Questa la premessa cui ho accennato all'inizio: un po' lunga, ma necessaria per spiegare perché misi nel mirino Pillitteri. Gliene dissi di tutti i colori. Se avessi potuto lo avrei accusato con voluttà anche di reati infamanti, compresa la pedofilia. Non mi spinsi fin lì per mancanza di materia prima, altrimenti ci avrei dato dentro.

Il pregiudizio è una brutta cosa, talmente brutta da incidere sulla coscienza, che talvolta rimorde. In ritardo, confesso: Pillitteri, nonostante fosse cognato, è stato un eccellente amministratore. Forse non in assoluto, ma, sicuramente, se paragonato ai suoi successori oggidì trionfanti (si fa per dire), bisogna definirlo un fuoriclasse, degno erede in campo politico e tecnico di Quintino Sella. Esagero? Ovvio, tento di ottenere da lui l'assoluzione. Sento che me la concederà. Anche perché nei prossimi giorni andrà in libreria il volume Tutto poteva accadere... pubblicato da Mursia, contenente una sua lunga intervista rilasciata a Roberto Vallini, ottimo giornalista, nella quale l'ex sindaco di Milano racconta con sincerità disarmante la propria esperienza di personaggio pubblico, accanto ai Vip della politica, dell'industria culturale e dello spettacolo che hanno fatto del capoluogo lombardo un centro europeo in ogni senso, all'avanguardia in mille campi, cioè una metropoli - l'unica italiana - in grado di competere con le migliori del mondo intero.

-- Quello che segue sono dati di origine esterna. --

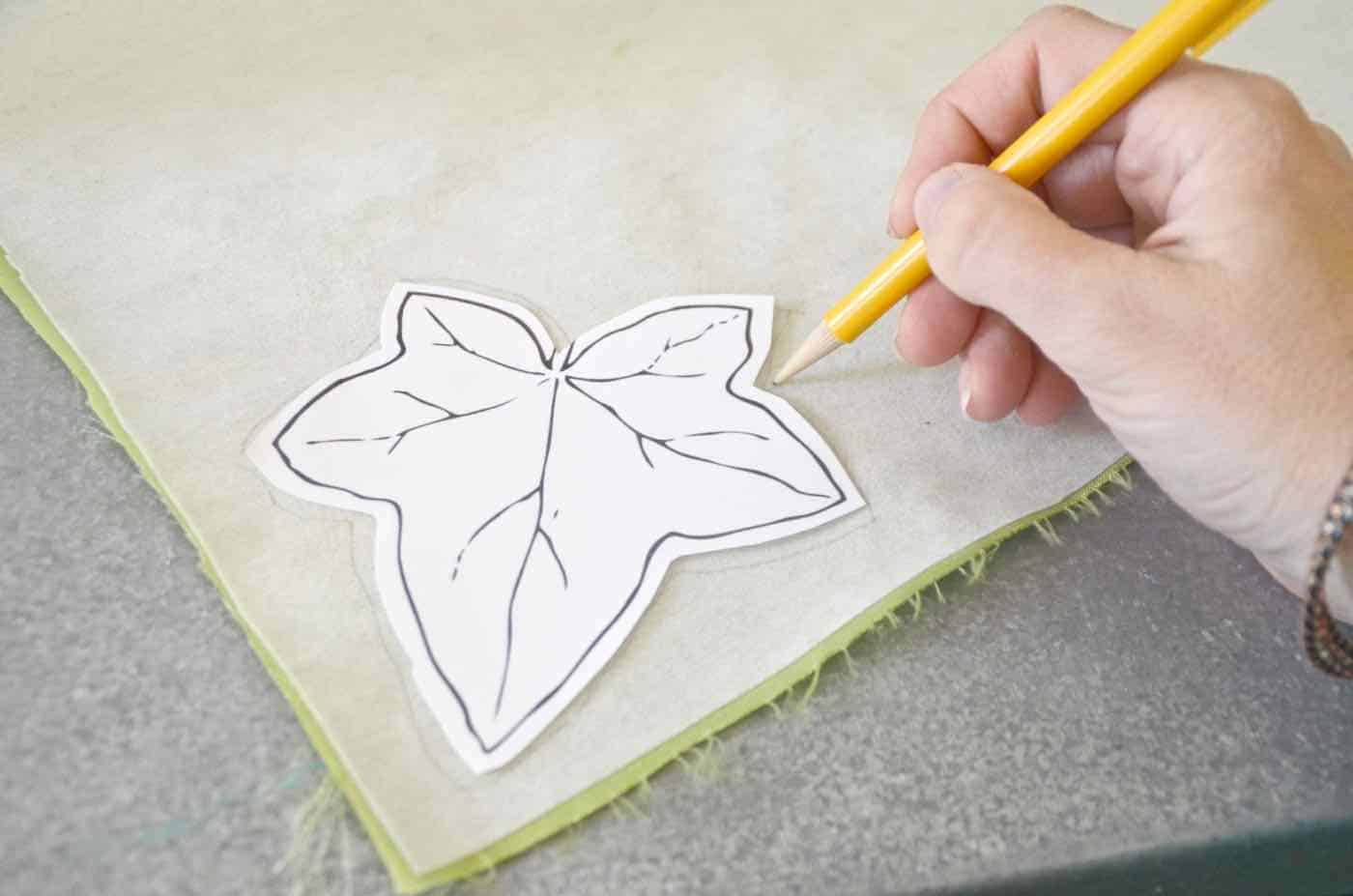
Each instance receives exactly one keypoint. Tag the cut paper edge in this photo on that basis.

Leggere i ricordi di Pillitteri significa comprendere un pezzo fondamentale della storia italiana. Utile per interpretare l'attualità. Quello di Paolo non è uno sfogo consegnato all'editoria: non c'è una riga nelle 416 pagine (18 euro) che trasudi livore per il trattamento ingiusto subito da lui all'epoca della pseudorivoluzione giudiziaria che sconvolse il nostro Paese.

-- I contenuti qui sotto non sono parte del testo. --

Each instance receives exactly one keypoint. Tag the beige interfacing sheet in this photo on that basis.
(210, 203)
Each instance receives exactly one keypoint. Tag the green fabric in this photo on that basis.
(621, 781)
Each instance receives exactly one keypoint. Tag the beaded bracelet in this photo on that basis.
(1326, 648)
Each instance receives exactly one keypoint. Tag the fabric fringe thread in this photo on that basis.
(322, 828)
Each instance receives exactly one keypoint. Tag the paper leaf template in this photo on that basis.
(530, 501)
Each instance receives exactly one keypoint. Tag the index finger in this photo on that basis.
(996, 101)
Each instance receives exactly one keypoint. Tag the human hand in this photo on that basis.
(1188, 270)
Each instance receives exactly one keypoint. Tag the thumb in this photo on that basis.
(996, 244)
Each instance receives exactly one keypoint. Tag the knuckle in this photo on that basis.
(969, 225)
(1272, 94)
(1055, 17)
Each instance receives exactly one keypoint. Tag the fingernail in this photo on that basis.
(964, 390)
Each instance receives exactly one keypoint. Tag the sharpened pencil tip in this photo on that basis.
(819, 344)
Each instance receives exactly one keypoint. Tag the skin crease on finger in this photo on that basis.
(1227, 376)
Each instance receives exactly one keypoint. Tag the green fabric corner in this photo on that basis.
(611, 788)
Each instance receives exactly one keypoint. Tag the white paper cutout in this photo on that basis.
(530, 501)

Pillitteri è un soggetto mite, riflessivo e intelligente: ha attraversato situazioni felici e dolorose senza ricavarne sentimenti negativi. Narra la propria storia evitando di ergersi a protagonista o a vittima. Una storia ricca di episodi degni di essere rammentati perché dimostrano l'infinitezza delle risorse italiane, milanesi soprattutto.

Impararla comporta la conoscenza profonda di un signore della politica e della cultura che - complice chi scrive - è stato bistrattato gratuitamente, quando invece meritava rispetto e addirittura gratitudine.